In China – where same-sex unions are not legal and homosexuality remains taboo – gay men and women are marrying each other
When Xiaoxiong and her lesbian lover wanted to hide their relationship from their parents, they decided to find men willing to marry them. They had a specific type in mind: gay.
Searching out suitors for such a marriage of convenience proved difficult, so she created an online matchmaking forum to help others like her conform with family and societal pressures in China, where same-sex marriage is not legal and homosexuality remains taboo.
“I was so relieved that there was a way to please my parents without getting trapped in a marriage with some poor straight man,” said Xiaoxiong, self-described tomboy, who did not want to give her surname to protect her privacy.
“Some of us wish we could trick ourselves, too,” the 35-year-old added.
She lives with her partner, Xiaojing, 36, their dog and two cats in Shenyang, the capital of northeastern Liaoning province, one of China’s more conservative regions.
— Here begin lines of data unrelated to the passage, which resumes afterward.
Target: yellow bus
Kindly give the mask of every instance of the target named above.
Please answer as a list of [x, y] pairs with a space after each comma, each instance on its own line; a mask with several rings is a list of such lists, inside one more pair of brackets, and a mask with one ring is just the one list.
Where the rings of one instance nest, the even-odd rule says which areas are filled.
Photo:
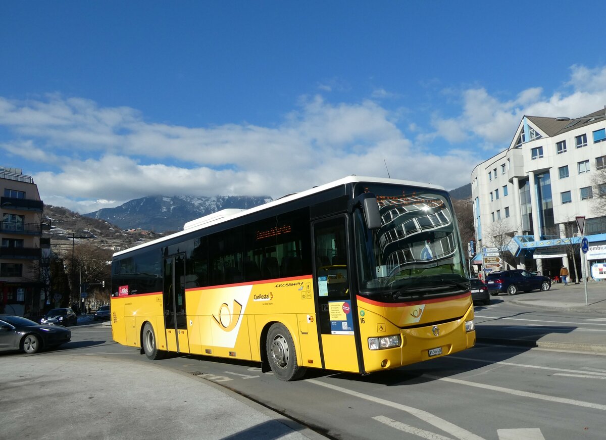
[[341, 179], [219, 211], [117, 252], [112, 329], [168, 352], [365, 375], [473, 347], [473, 306], [448, 193]]

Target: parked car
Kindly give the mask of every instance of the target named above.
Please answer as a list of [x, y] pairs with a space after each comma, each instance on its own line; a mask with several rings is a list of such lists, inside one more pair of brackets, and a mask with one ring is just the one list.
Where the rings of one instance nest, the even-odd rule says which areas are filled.
[[471, 299], [474, 304], [488, 305], [490, 304], [490, 295], [488, 294], [488, 288], [478, 278], [470, 278], [469, 282], [471, 285]]
[[0, 315], [0, 351], [21, 350], [31, 355], [71, 339], [72, 332], [62, 325], [38, 324], [21, 316]]
[[59, 324], [61, 325], [75, 325], [78, 324], [78, 316], [73, 309], [53, 308], [42, 316], [40, 324], [52, 325]]
[[527, 270], [513, 269], [489, 273], [486, 276], [485, 284], [491, 295], [498, 295], [501, 292], [514, 295], [518, 292], [548, 290], [551, 287], [551, 280], [548, 276], [533, 275]]
[[110, 306], [102, 305], [95, 312], [95, 320], [110, 319]]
But during holidays and special occasions, they separate to be with their husbands and families, pretending to be traditional wives.
In China being openly gay is still fraught with difficulties. Dressing a certain way or public displays of affection can draw stares and lead to family turmoil.
Some Chinese parents have even brought gay children to “conversion” clinics for treatment.
Homosexuality was classified as a mental illness in China until 2001 and a crime until 1997, and authorities have arrested gay rights activists.
Around 90 per cent of 20 million gay men in China are married to women who are usually straight and do not initially know their husband’s real sexual orientation, according to a 2012 study from Qingdao University. The study did not look at lesbians’ behavior.
But gay men and women are increasingly marrying each other in so-called cooperative marriages.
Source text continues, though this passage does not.